Tymnet (and many many similar systems) was a system of *terminal servers* accessible through standard phone lines. It acted as a physical transmission system, interconnecting computers (“real” computers, mainframes and “mini-computers” like the PDP-10s which were the OG Unix hosts) to “dumb terminals” (or terminal emulation software running on microcomputers). A dumb terminal was just an IO (input/output) device, originally a teletype and later a CRT and keyboard, which had no real computing power of its own. The *terminal server* was a piece of equipment that connected to the host (computer) as if it were a terminal, or a bunch of terminals, and could be “dialed up” from a remote terminal, allowing the remote terminal to connect to the host, with neither the host or terminal being ‘aware’ the terminal server/Tymnet system was involved once the link was set up. These legacy systems used *switching* rather than *routing*; the distinction is esoteric for our purposes, you just need to know they are different.

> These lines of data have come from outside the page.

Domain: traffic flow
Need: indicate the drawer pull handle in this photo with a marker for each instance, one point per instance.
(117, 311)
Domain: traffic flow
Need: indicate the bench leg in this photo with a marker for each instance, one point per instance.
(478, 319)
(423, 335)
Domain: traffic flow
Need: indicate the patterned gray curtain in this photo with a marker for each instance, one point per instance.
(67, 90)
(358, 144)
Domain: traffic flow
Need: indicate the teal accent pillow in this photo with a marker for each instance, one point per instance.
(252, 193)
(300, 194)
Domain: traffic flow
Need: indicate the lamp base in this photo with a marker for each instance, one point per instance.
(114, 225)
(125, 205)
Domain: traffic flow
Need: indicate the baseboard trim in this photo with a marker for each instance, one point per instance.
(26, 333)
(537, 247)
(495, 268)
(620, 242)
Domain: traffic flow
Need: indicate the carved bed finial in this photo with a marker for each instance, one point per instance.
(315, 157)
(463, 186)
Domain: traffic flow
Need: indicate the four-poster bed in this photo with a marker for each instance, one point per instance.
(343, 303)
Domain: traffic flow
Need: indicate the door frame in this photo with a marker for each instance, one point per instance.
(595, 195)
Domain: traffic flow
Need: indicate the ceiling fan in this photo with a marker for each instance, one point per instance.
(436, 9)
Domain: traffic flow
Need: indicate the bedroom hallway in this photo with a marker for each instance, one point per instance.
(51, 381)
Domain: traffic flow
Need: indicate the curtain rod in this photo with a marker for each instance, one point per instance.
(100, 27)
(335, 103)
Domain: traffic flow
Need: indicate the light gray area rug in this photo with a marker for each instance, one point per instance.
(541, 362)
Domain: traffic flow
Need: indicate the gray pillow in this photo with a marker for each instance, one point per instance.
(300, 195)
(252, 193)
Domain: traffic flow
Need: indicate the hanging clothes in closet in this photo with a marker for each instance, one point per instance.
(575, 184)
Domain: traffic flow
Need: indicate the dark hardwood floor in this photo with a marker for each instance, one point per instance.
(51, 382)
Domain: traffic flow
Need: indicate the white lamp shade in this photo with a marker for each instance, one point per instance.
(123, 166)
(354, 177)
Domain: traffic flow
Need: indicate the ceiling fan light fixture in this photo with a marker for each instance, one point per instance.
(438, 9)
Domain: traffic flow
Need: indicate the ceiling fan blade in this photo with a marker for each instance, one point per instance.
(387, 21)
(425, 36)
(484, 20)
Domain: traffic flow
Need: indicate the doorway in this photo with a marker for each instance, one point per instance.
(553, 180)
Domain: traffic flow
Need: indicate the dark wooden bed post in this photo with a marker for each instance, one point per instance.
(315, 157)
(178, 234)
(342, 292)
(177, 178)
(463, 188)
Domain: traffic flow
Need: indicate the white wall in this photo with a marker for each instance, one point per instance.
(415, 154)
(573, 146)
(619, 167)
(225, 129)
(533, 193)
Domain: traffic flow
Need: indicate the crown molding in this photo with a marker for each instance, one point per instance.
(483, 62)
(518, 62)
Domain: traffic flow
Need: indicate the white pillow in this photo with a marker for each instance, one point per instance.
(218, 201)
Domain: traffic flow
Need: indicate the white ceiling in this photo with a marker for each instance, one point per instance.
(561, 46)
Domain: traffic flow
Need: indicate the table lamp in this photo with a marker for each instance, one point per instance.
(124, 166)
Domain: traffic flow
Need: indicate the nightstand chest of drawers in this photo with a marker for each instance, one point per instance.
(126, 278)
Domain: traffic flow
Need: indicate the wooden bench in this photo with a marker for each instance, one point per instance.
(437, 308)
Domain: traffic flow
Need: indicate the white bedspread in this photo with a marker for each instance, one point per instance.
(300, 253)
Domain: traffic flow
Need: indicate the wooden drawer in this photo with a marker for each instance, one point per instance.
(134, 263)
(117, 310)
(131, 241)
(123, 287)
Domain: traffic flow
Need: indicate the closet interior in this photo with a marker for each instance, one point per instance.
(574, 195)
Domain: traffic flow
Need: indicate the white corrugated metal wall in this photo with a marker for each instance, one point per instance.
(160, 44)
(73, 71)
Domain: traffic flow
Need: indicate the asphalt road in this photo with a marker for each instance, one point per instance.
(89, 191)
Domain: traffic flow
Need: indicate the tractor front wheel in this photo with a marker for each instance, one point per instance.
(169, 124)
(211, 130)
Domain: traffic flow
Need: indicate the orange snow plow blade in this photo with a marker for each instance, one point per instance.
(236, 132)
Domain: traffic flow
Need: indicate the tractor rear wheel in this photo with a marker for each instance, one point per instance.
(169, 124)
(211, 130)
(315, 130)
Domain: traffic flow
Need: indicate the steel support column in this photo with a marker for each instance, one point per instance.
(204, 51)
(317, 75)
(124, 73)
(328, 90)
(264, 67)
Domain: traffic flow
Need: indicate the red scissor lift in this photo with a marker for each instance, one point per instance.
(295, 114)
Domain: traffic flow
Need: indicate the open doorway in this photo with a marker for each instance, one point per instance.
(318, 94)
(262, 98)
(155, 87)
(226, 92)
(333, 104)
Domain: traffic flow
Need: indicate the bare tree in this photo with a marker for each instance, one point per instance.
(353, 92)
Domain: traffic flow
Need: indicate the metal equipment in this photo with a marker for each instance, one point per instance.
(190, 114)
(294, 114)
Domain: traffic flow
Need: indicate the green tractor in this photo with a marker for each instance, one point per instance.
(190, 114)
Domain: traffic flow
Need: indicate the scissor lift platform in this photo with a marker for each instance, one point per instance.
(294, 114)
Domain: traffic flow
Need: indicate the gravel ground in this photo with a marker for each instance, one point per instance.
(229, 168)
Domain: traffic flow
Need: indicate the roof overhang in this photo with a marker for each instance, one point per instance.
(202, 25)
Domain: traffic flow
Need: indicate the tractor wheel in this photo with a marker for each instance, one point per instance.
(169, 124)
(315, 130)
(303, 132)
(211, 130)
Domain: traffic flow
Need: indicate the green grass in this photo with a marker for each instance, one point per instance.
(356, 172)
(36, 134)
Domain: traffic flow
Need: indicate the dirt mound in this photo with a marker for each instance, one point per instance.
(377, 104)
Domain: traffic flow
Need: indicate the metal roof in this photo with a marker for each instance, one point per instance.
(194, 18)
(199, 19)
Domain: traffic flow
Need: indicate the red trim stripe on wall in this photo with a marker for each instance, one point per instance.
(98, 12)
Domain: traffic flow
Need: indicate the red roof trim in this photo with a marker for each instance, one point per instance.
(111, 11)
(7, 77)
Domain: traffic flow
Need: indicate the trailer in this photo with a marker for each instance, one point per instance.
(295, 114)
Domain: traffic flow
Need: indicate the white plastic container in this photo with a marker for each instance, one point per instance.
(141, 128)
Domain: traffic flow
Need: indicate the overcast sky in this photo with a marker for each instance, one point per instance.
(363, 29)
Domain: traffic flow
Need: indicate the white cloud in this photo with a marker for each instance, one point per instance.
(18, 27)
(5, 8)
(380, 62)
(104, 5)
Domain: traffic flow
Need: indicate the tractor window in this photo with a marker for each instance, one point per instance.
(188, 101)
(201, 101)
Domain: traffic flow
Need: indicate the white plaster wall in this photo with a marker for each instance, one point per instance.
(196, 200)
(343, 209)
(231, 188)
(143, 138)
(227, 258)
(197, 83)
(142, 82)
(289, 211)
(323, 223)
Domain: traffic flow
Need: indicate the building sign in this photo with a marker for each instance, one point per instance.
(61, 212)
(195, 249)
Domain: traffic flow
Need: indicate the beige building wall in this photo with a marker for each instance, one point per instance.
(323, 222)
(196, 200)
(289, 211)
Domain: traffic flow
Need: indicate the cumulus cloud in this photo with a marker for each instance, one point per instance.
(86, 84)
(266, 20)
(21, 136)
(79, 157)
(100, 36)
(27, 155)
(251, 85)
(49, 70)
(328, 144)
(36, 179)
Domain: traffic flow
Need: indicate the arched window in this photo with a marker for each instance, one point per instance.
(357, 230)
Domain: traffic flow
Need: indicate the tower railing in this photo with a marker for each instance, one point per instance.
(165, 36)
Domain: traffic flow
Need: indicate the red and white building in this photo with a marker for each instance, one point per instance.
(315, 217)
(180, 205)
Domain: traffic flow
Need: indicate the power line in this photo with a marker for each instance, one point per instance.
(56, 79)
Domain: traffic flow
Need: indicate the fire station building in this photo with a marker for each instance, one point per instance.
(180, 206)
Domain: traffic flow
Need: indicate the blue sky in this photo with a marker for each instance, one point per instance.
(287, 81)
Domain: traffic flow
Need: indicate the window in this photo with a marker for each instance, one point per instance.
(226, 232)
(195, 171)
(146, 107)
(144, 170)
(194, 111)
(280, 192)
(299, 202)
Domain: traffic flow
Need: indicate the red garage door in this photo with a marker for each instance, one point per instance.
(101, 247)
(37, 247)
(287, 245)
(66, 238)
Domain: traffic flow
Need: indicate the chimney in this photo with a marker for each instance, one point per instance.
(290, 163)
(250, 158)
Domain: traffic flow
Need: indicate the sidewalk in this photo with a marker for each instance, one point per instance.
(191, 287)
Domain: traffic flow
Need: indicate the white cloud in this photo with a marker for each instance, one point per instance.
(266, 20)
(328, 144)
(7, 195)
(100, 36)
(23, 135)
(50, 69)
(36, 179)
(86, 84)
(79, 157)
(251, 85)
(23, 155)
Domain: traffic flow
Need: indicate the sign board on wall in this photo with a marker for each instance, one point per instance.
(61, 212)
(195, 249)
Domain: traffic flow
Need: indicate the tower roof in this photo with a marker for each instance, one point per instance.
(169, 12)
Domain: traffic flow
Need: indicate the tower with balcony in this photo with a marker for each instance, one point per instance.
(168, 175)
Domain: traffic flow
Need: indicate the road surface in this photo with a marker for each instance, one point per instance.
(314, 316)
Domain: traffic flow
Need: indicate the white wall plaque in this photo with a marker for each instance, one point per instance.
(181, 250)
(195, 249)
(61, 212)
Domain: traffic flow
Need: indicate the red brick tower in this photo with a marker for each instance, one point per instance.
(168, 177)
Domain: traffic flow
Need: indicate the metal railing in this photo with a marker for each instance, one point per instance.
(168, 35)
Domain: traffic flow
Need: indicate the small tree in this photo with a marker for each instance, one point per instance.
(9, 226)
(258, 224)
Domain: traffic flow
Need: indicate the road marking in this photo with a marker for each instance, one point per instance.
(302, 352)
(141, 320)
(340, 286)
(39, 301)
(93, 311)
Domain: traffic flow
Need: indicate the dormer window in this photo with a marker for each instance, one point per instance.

In comparison to the Internet, all of Tymnet (or any other system of terminal servers) was the equivalent of a single physical link, “one hop” between routers, just like a single Ethernet local area network (LAN, what in today’s system would equate to a WIFI system). So the Internet could be used through Tymnet, with all of the packets (and the datagrams carried by those packets) being just text characters being transmitted between a computer (the server) and a terminal (the client) as far as Tymnet was concerned. Or, likewise, the Internet could be used to access Tymnet (through an Internet server or client emulating a host or terminal) to connect to legacy computer systems that didn’t do Internet routing themselves.